Solve the problem,142 base (n) =47 base ten
To solve this problem, we need to find the value of the base, denoted as n, in which 142 in base n is equal to 47 in base ten.
Let's break down the representation of 142 base (n). In base n, the digits are multiplied by the corresponding power of n. So, in this case, it can be written as:
1 * (n^2) + 4 * (n^1) + 2 * (n^0) = 47
Simplifying the equation:
n^2 + 4n + 2 = 47
Rearranging:
n^2 + 4n - 45 = 0
Now, we need to solve this quadratic equation for n. Factoring or using the quadratic formula, we get:
(n + 9)(n - 5) = 0
This gives us two possible solutions: n = -9 or n = 5. However, since the base cannot be negative (bases are always positive), we discard n = -9.
Therefore, the solution to the problem is n = 5.
To solve the problem, we need to find the value of 'n' in base 10 that satisfies the equation 142 base (n) = 47 base ten.
First, let's convert the numbers to base 10:
142 base (n) = (1 * n^2) + (4 * n^1) + (2 * n^0)
To find the value of n, we need to set up an equation:
(1 * n^2) + (4 * n) + (2) = 47
Simplifying the equation, we have:
n^2 + 4n + 2 = 47
Rearranging the equation to the standard form of a quadratic equation, we get:
n^2 + 4n - 45 = 0
Now we can solve this quadratic equation by factoring, completing the square, or using the quadratic formula. Let's use the quadratic formula:
n = (-4 ± √(4^2 - 4 * 1 * (-45))) / (2 * 1)
Simplifying further:
n = (-4 ± √(16 + 180)) / 2
n = (-4 ± √196) / 2
Now, we can solve for two possible values of n:
n₁ = (-4 + √196) / 2
n₂ = (-4 - √196) / 2
Simplifying these results, we have:
n₁ = (-4 + 14) / 2
n₂ = (-4 - 14) / 2
n₁ = 10 / 2
n₂ = -18 / 2
n₁ = 5
n₂ = -9
Since bases cannot be negative, the value of 'n' in base 10 that satisfies the equation is 5.
To solve the problem, we need to find the value of base (n) that corresponds to the base 10 number 47.
In a base (n) number system, the digits range from 0 to (n-1). So first, we convert the base (n) number 142 into base 10.

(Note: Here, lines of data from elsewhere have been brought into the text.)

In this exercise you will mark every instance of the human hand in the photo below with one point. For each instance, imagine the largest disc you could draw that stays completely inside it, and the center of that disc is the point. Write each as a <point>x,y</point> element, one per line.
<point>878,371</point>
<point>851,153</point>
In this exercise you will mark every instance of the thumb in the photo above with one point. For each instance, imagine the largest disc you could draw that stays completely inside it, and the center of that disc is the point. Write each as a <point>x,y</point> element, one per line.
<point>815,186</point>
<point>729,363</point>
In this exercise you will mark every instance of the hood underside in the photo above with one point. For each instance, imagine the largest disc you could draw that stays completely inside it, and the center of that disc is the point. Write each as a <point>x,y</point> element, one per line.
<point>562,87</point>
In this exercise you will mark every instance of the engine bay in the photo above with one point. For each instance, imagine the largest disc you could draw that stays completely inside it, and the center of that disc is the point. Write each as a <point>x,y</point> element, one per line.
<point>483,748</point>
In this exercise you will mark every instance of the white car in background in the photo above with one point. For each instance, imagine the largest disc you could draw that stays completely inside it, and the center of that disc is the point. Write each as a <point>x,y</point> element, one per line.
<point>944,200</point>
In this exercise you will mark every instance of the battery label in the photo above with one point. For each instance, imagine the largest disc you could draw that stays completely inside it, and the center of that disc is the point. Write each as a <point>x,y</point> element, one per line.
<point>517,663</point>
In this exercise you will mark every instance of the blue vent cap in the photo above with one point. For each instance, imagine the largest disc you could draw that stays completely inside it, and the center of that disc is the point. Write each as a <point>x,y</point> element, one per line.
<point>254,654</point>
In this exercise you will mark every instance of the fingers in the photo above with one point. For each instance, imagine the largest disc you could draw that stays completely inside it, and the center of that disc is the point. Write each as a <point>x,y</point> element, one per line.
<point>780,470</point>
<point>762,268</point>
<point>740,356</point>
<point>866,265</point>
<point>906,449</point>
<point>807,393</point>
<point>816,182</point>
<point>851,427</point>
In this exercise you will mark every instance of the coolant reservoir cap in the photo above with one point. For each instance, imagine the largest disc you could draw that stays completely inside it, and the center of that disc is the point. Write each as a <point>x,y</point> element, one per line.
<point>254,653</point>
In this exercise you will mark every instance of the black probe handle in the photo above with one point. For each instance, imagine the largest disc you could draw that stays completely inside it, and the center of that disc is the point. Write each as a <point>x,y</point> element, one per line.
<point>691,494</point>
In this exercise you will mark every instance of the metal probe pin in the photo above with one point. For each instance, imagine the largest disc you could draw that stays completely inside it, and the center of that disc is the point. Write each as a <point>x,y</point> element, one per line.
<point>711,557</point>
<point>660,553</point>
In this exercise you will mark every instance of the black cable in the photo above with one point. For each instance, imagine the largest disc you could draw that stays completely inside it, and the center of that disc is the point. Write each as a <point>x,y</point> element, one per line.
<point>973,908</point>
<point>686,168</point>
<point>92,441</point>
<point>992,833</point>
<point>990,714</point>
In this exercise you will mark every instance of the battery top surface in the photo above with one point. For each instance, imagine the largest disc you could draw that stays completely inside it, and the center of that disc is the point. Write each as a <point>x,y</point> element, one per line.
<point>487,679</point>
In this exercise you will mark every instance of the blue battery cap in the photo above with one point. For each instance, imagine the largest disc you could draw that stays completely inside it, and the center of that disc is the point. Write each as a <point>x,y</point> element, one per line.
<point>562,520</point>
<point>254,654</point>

To do this, we multiply each digit by the corresponding power of the base (n) and add them together.
142 base (n) = (1 * n^2) + (4 * n^1) + (2 * n^0)
Now, we have to set this equation equal to the base 10 number 47:
(1 * n^2) + (4 * n^1) + (2 * n^0) = 47
To make it easier, I will convert the exponents to decimal form:
n^2 + 4n^1 + 2n^0 = 47
Simplifying the equation, we have:
n^2 + 4n + 2 = 47
Rearranging the terms, we get:
n^2 + 4n - 45 = 0
Now we have a quadratic equation in terms of n. To solve it, we can factorize or use the quadratic formula.
Factoring the equation, we have:
(n + 9)(n - 5) = 0
Setting each factor equal to zero, we get two possible values for n:
n + 9 = 0 -> n = -9
n - 5 = 0 -> n = 5
However, since the base of a number cannot be negative, we discard the value n = -9. Therefore, the answer is:
n = 5
So, in base 5, the number 142 is equivalent to the base 10 number 47.